L’Union revendique l’île méridionale de Mayotte, restée française (elle est représentée par la quatrième étoile sur le drapeau comorien), ainsi que l’archipel français des Glorieuses (7 km² inhabités) situé à l’est des Comores.

La population compte plusieurs communautés, souvent mélangées mais parfois rivales (antagonismes entre descendants arabes et Noirs) : Antalotse (métis d’Arabes et de Sakalaves malgaches), Cafres et Makoa (Bantous), Oimatsaha (Mélano-indonésiens)… Plus de 55 % de la population habite la Grande Comore et un peu moins de 40 % à Anjouan. Les langues officielles sont le shikomoro (groupe de dialectes des trois îles, voisin du swahili), le français et l’arabe.

Plus de 98 % de la population est musulmane (surtout sunnite).

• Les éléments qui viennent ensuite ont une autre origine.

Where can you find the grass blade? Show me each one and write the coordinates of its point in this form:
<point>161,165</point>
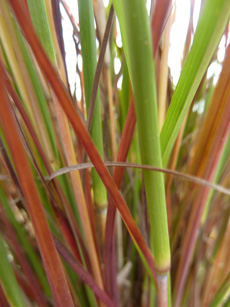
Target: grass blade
<point>212,22</point>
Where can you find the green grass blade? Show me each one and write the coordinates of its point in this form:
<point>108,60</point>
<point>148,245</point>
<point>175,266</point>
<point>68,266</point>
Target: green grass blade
<point>39,18</point>
<point>8,280</point>
<point>89,54</point>
<point>135,30</point>
<point>212,22</point>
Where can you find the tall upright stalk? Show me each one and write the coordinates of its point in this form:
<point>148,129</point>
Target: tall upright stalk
<point>135,30</point>
<point>89,54</point>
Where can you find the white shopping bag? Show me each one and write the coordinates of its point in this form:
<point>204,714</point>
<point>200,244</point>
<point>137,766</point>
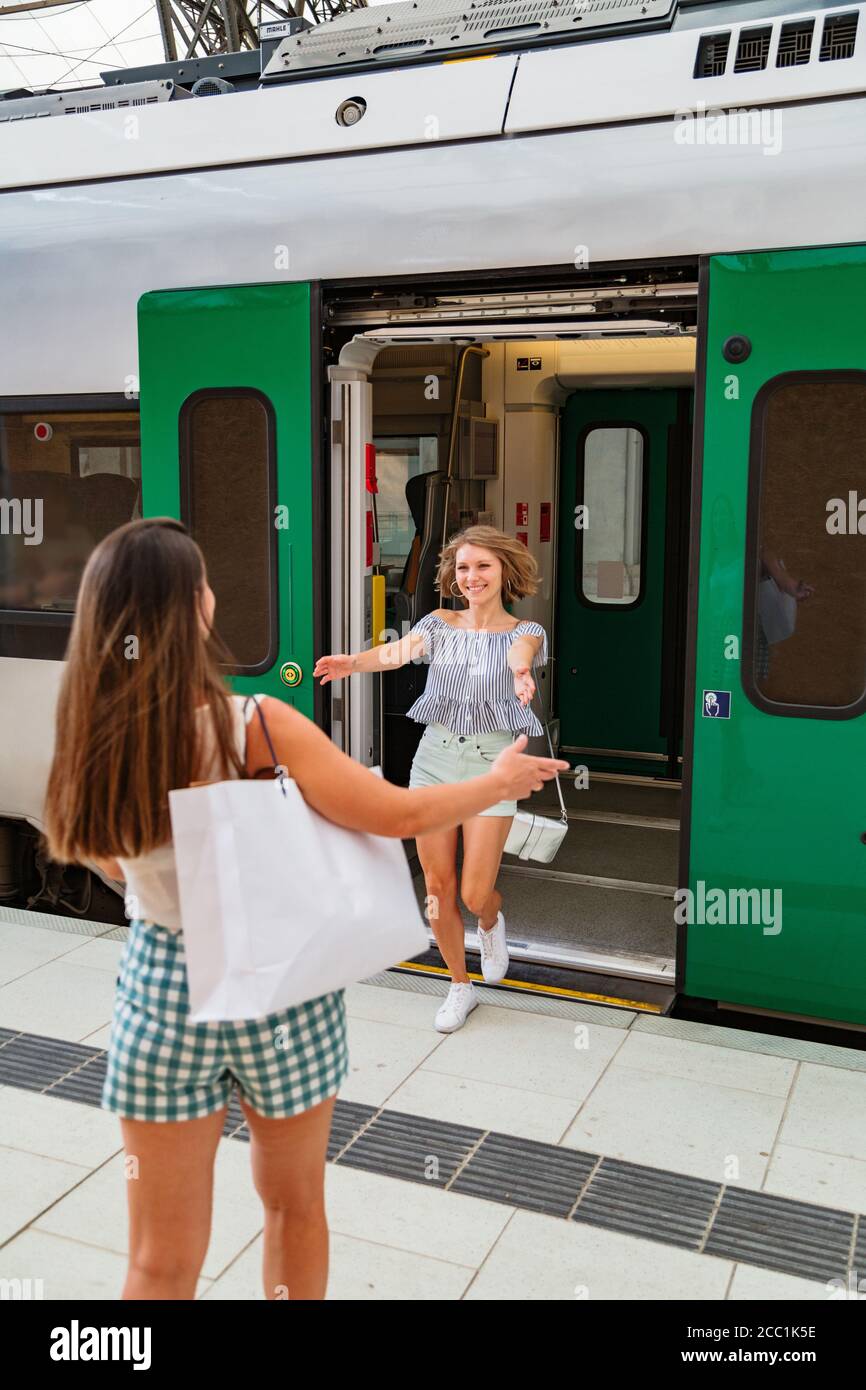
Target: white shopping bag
<point>280,905</point>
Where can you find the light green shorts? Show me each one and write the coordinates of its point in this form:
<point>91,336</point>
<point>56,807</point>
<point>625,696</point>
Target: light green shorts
<point>451,758</point>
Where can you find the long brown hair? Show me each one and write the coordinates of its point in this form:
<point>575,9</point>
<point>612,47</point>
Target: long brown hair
<point>519,567</point>
<point>138,667</point>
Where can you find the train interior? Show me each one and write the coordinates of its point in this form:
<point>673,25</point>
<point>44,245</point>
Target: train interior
<point>576,438</point>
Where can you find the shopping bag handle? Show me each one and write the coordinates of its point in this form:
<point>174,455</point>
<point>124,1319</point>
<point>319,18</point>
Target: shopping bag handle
<point>280,772</point>
<point>559,791</point>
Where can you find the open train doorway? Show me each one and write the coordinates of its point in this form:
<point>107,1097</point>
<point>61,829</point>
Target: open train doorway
<point>566,420</point>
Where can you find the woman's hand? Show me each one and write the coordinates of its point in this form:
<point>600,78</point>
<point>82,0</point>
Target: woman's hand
<point>799,590</point>
<point>521,774</point>
<point>332,667</point>
<point>524,685</point>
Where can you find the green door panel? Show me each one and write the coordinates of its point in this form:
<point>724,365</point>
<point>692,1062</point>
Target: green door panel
<point>777,801</point>
<point>255,337</point>
<point>609,669</point>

Les Comores sont inhabitées quand des Bantous, venus des côtes africaines, s’y installent à partir du VIIIe siècle. Dans les siècles suivants les îles, en particulier Anjouan et Mayotte, entretiennent des liens avec Madagascar, distante de plus de 300 kilomètres. Vers 1470, elles voient s’implanter des « Chirazi » (originaires du golfe Arabo-Persique) et des Arabes (de l’Hadramaout, d’Oman), qui fondent des sultanats avec les élites locales et accélèrent le développement de l’islam sunnite de rite chaféite. La chute de Constantinople ayant conduit à la fermeture des routes commerciales entre l’Europe et l’Orient, la nouvelle voie empruntée pour commercer avec l’Inde et la Chine fait le tour de l’Afrique. Ceci fait la prospérité des côtes et des îles situées sur le canal de Mozambique, en particulier d’Anjouan.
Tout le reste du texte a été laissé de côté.